Instrument settings and data calibration

The Cox–Webb DPGs were built by the Institute of Earth Sciences of Academia Sinica. The output data were recorded using a well-tested in-house digitizer with a 100 Hz sampling rate. Instrument-caused diminished response is corrected using the general response function of the DPG and the sensitivity of the digitizer. The corrected DPG data at low-frequencies (< 3 mHz) may include a non-ambient-pressure-induced response (Fig. S5), e.g., temperature variation with time. Thus, we use the apparent pressure Pa*, instead of Pa, to discriminate fluctuations from ambient pressure.

The T-string had 101 T-sensors at 2-m intervals between 2937 and 3137 m that sampled data at a rate of 0.5 Hz and a Nortek AquaDopp acoustic current meter with pressure sensor at 2936 m sampling every 10 min. The T-sensors, with precision < 0.0005 °C and noise level < 0.0001 °C, were built by the Royal Netherlands Institute for Sea Research (NIOZ)28. Here, we used data from the T-sensor at 3131 m, just 13 m above the seafloor, to minimize the influence of high-frequency temperature fluctuations caused by turbulent disturbances higher in the water column.

Time shift equation

The total time shifts between T-sensor and DPG-T variations can be described simply by the following equation:

$${T}_{t}=S\times {D}_{\theta }+{T}_{r}$$

\({T}_{t}\) is the total time shift between the T-sensor and DPG-T variations. \(S\times {D}_{\theta }\) is the time shift caused by the propagation of internal waves. \(S\) is the horizontal slowness of the internal wave. \({D}_{\theta }\) is the horizontal distance between DPG and T-sensor along internal-wave propagation BAZ tracks. \({T}_{r}\) is the thermal relaxation time.

Internal wave events

Fifteen internal wave events (Table S1) were identified by cross correlation using a 3-day time window with 1-day shifting step for every pair of T-sensor and DPG-T variations with correlation coefficient > 0.7 to ensure that events with duration > 3 days can be integrated to the same event. The events have internal motion lasting ≥ 3 days, including ≥ 2 cycles of the local inertial periods and ≥ 3 cycles of tidal periods.

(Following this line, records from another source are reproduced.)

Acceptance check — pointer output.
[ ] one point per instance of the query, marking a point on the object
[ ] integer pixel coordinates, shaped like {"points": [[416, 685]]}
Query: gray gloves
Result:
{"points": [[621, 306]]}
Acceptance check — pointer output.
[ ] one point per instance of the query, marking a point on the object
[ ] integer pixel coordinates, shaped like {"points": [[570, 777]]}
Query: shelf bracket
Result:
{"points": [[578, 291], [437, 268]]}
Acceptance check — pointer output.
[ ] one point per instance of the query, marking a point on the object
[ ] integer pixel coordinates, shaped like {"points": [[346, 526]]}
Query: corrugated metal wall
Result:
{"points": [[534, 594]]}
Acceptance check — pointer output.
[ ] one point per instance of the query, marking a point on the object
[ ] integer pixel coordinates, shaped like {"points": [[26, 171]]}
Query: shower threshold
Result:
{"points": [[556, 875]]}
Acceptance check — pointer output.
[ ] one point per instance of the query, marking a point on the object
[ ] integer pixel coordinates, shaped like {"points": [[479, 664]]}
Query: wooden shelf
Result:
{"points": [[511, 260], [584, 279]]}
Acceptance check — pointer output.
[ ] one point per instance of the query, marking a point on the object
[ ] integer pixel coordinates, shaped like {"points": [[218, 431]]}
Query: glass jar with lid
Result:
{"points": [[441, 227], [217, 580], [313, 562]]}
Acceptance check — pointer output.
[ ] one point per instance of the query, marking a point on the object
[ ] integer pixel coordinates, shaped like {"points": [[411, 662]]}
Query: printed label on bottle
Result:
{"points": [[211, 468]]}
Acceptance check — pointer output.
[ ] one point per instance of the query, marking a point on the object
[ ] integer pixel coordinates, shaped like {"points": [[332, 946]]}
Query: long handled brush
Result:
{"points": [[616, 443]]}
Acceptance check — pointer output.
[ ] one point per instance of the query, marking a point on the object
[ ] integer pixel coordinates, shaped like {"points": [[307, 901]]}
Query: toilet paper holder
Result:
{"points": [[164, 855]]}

Beamforming-frequency-wavenumber analysis

Beamforming-FK analysis transforms waves to frequency-wavenumber relations before ‘beams’ and stacks them over a predefined grid for slowness points. It then calculates the power of a beam with different slowness and BAZs of an assumed incoming plane wave crossing the array, allowing us to find the preferred model of apparent slowness and BAZs. The slowness and BAZs of the internal waves in each event were calculated from the long-period DPG-T variations using a 1.5-day time window, which includes the inertial and tidal periods, and a 104-s window shift.

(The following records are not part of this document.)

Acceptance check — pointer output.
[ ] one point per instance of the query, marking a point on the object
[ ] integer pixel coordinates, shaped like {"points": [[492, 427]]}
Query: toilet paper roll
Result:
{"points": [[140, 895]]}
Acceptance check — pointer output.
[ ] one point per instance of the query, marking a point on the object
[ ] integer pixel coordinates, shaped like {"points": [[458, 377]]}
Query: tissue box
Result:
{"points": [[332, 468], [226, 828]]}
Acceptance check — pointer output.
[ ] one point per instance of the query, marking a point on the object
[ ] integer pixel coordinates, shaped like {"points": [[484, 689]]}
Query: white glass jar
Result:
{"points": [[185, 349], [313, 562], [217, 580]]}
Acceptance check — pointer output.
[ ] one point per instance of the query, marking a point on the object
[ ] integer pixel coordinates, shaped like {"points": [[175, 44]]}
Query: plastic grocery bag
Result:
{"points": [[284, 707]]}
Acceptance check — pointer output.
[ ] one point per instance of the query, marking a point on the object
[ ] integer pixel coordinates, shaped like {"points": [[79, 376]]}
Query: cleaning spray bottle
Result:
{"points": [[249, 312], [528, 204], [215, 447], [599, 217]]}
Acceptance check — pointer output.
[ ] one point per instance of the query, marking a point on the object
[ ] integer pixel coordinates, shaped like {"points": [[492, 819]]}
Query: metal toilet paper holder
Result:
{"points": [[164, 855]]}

Root-mean-squared linear regression method

Root-mean-squared linear regression of the distributions of \({T}_{t}\) from cross correlation referenced by the T-sensor variations and \({D}_{\theta }\) at each station can be used to calculate the overall slowness and BAZ of the propagating internal waves for each event. We searched the \({D}_{\theta }\) at each station using a grid search of DPG to internal-wave BAZ every 1° within 360° to find the one that gives the maximum Pearson correlation coefficient R. According to the equation of time shifts, the slope and intercept of the regression line are the average horizontal slowness of the propagating internal wave and the thermal relaxation time, respectively.